Brandwashed

Since the day our employment began at the hotel, we have been subjected to repeat the mantra of “living the brand,” which is all about personalized service, anticipatory behaviors, and ensuring that guests feel better about themselves and the brand when they leave the hotel.  We give them a state of the art workout facility, encourage them to eat healthy foods and to relax in a comfortable and feng shui-ed environment.  All of this contributes to more satisfied guests.  Meaning more repeat guests.  Meaning more money.  It’s basically new-age yuppie shit with a dollar sign attached.  And this “brand living” rakes in the dough.

About four months after opening our property, some corporate robot with big teeth, a pick tie and a wicked Australian accent came to our hotel to reinforce the brand.  All associates, from the lowly Guest Service Attendant to the middle-road Bell Captain on up to the General Manager were subjected to his poignant witticisms over the subtle differences between our two dialects and his devoted love to vegemite, a yeasty spread that tastes of slowly fermented coffee grounds, for four hours.  We listened to his jabbering while eating paltry cookies and drinking the provided Kool-Aid and watched videos of various unknown economists and marketing types preach about the joys of a “living brand”.  Phrases, such as “companies with brands outperform”, and numbers in big, bold fonts came flying across the screen, each tasseled with the subliminal message of “you are now a brand robot!”

As much as the associates collectively tried to force back these ideas of a company controlling our every waking moment, we couldn’t help but see things in a new light, or at least in the light of a new phrase.  Now we wander the lobby and back halls of the hotel and wonder, “is this brand?”

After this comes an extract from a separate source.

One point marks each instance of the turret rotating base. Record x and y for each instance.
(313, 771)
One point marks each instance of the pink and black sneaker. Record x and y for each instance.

If a cricket hops innocently into the lobby, is it on brand to shoo it out or to let it get trod underfoot?  Is a drunken reunion gathering opposite the wedding reception on or off brand?  Should our on brand clientele include those who “hey you” us or shout at a tremendous pitch at cab drivers for quoting a fare downtown ($28)?

This is how we live the brand at work, but we must be doing something right because the money keeps pouring in.  Clearly people buy into the idea of a brand the same way they buy into the idea of a cult.

“Come with us,” our brand says, “Be comforted.  Relax.  We understand your needs, for we are people too.  We know you want nothing more than peace of mind. All major credit cards accepted.”